For him or for herself? He took a washcloth from a wire rack beneath the sink and began to dab lightly at his daughter’s face.
She stopped crying, calmed by the touch of the moist cloth, or perhaps so she could better accuse him. “Your indestructible party is only bewildered and terrified men.”
He recognized his words about Kafka from the hospital where his mother lay dying. His daughter wanted to tell him that he was the one who’d made fallible men into a god—and that meant he’d been a hypocrite about Kafka, which was, he knew, among the worst things a child might say about her father. Much he might say in argument to that, but more than being right, he wanted to reconcile with his daughter. “I can see,” he said, “that I might have sounded like I’d made the party into a god.”
“Not just sound.”
He needed to find a more peaceful place for the two of them, and that depended, he knew, on his honesty. “No, you’re right. Not just sound. I wanted the party to be more than human.”
She studied Lusk’s face. This father didn’t know that honesty was above all. He lied to himself. This man could never protect her.
She was, in her way, a skilled interrogator. “When I was younger,” he said, “I was insecure.
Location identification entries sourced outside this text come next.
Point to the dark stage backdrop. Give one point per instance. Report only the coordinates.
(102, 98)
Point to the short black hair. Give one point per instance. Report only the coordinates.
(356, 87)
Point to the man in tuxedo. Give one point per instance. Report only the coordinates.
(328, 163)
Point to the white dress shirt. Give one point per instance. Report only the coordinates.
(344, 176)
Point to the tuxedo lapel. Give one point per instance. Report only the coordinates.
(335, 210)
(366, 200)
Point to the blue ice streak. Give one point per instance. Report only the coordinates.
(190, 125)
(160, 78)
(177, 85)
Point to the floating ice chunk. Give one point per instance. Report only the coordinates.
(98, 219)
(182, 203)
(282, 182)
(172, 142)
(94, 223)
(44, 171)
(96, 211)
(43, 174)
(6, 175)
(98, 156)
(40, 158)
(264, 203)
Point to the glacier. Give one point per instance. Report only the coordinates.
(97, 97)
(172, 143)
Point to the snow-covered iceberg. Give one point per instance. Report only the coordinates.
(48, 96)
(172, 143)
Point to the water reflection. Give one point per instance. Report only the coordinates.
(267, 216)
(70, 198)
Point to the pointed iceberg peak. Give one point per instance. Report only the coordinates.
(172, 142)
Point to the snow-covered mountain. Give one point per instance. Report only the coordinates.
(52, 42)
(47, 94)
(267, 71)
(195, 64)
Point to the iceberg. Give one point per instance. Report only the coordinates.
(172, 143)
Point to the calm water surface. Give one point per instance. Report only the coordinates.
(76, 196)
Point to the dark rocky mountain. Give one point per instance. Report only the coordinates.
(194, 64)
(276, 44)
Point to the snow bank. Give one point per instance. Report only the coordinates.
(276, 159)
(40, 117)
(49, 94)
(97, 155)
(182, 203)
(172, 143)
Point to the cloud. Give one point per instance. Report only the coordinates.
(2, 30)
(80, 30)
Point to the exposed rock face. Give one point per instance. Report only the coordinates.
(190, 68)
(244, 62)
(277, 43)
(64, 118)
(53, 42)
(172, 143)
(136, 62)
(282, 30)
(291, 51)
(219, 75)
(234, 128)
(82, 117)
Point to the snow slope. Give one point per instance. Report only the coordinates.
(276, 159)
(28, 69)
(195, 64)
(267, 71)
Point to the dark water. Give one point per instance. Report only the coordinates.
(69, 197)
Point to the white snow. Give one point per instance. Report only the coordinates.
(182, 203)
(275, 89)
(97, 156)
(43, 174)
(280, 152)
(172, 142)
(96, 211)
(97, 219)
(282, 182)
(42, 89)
I wanted there to be a power that could say I was substantial, something more than papier-mâché.”
She blew her nose into the washcloth and handed it back to him. It felt oddly trusting. “I can see now,” he said, by way of an offering, “that that must be why the man hit me in the eye with a pick.” Though he saw the result every moment, it had been years since he’d remembered the blow.
“You can see it now,” she said, “that you don’t have the eye?”
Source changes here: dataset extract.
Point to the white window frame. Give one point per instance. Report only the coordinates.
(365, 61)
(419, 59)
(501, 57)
That sounded almost friendly, made him feel he was on the right track with her. “It couldn’t have been that he thought I was a snitch,” he said, and he wondered why he hadn’t thought of this before. “Why would he care about that? He was one, himself. No, it had to be because he’d heard me reverently say Lenin’s name. He knew I thought my pious attitude made me different from him and the others.” Even in the general destruction, he’d dreamt, he’d be the one who continued to believe, and because of the faith clung to within the whirlwind, he’d someday be reinstated by a purged, a renewed, Communist Party.
“And you have been,” Marianne said. She still had a small hope that her father might somehow move from willing slave to master again.
To Lusk, though, she sounded like she wanted to comfort him, and that sense of a kindly presence made him feel that if he could only be more honest with her—with himself—he might build something lasting between them. “But when the party admitted its errors,” he said, “it made things worse for me, made me feel hollow again.”
His
daughter looked toward him with bewildered eyes, and mucus all over her face. He wiped it from her cheeks, and threw the washcloth into the sink. “Your grandmother believed Khrushchev had given the people the truth. He’d revealed Stalin the schemer, told the world of Stalin the slave master, confessed to Stalin the murderer.” Once, he’d needed to protect his mother, so she would not think she’d led her sons to slaughter; now that she was gone, he felt himself in the grip of an almost physical insistence to speak. “My mother was wrong, Marianne. Khrushchev had lied. He’d been complicit in the murders. They all had.” Lusk, sadly, could hear that he sounded like the one who’d been crying, even if he’d run out of moisture some years ago. “And it wasn’t Stalin who smashed my legs with a rubber pipe.”
“The men who beat you obeyed his orders, though,” Marianne said. She hoped her father couldn’t tell she’d only been half-listening, lost in terror now that she knew her father’s protection was worthless, that she’d soon feel the indecipherable electrical script tormenting the nerves in her legs.
“I understand fear,” Lusk said. “I expect cowardice. It was something more than that. They wanted to hurt me.” Lusk saw his torturers’ hammerlike faces, each man as they beat him enjoying the peace of the corpse while still alive. “You were right, Marianne, the Communist Party is only bewildered and terrified men. And those men wanted to surrender their conscience; they longed to serve a brutal god.”